Reprocess - taking a material (in-spec or out-of-spec) and reintroducing it to an existing (validated) process.
Reverse Engineering - The process of dismantling a competitor’s products to understand the strengths and weaknesses of the designs.
Reward System - In some cases this may refer only to such tangible elements as compensation and benefits, but typically this term also includes such intangible "rewards" as formal and informal recognition, praise or criticism, "perks", differential treatment by supervisors, being "included", access to information and many other considerations. Reward systems are powerful influences on organizational and employee behavior and need careful consideration and design to assure alignment with the aim and principles of the organization.
Rework - Activity or effort required to convert an otherwise unacceptable outcome of a process into an acceptable outcome.

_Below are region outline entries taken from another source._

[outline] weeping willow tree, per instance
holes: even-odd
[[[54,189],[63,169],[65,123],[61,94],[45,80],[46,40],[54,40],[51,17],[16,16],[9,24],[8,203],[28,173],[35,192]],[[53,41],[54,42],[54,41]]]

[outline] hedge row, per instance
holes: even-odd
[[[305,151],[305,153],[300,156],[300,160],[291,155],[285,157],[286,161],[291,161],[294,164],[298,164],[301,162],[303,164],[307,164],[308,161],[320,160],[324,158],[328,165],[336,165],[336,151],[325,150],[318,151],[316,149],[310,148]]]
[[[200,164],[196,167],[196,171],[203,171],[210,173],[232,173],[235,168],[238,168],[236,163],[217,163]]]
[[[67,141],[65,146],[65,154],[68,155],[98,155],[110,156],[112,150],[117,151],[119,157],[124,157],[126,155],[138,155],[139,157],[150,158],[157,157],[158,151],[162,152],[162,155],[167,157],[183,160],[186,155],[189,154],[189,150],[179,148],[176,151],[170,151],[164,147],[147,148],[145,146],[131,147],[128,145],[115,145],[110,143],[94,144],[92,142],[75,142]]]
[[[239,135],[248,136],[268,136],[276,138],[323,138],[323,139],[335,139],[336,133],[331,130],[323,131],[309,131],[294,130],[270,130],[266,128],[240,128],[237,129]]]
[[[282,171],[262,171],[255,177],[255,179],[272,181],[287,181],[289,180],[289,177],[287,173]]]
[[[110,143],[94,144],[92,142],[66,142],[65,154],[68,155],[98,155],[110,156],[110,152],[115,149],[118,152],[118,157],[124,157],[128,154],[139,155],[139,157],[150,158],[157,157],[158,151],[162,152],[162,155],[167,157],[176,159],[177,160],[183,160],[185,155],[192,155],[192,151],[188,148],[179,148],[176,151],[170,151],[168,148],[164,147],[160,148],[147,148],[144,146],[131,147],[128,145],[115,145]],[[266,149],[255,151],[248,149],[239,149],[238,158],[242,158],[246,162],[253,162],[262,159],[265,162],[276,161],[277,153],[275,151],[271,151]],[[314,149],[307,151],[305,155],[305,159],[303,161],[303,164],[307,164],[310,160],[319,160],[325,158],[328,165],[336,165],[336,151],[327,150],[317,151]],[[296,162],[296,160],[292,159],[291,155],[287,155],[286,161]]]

Robust - A product or service designed in such a way that it can be readily produced in the presence of variation without defects or costly process treatment and with little variation or, to be designed to function properly in the presence of environmental variation.
Robust Design - Designing such that an increase in variability will not result in defective products.
Robust Process - A process with output variability that is not sensitive to the normal variation from its input variables.
Rolled Throughput Yield - aka - RTY
Root Cause - To prevent continuing recurrence of an undesirable outcome, problem-solvers need to "peel back the layers" to find the underlying or "root" causes. One technique for doing this is to ask "why did this happen?" And then to the reply to that question, ask "why?" Again. By the process of asking "why?" Several times in this fashion, one gets closer to the root cause. The early answers to the inquiries are more likely to be symptoms of more fundamental problems.
Root Cause Analysis - Study of original reason for nonconformance with a process. When the root cause is removed or corrected, the nonconformance will be eliminated.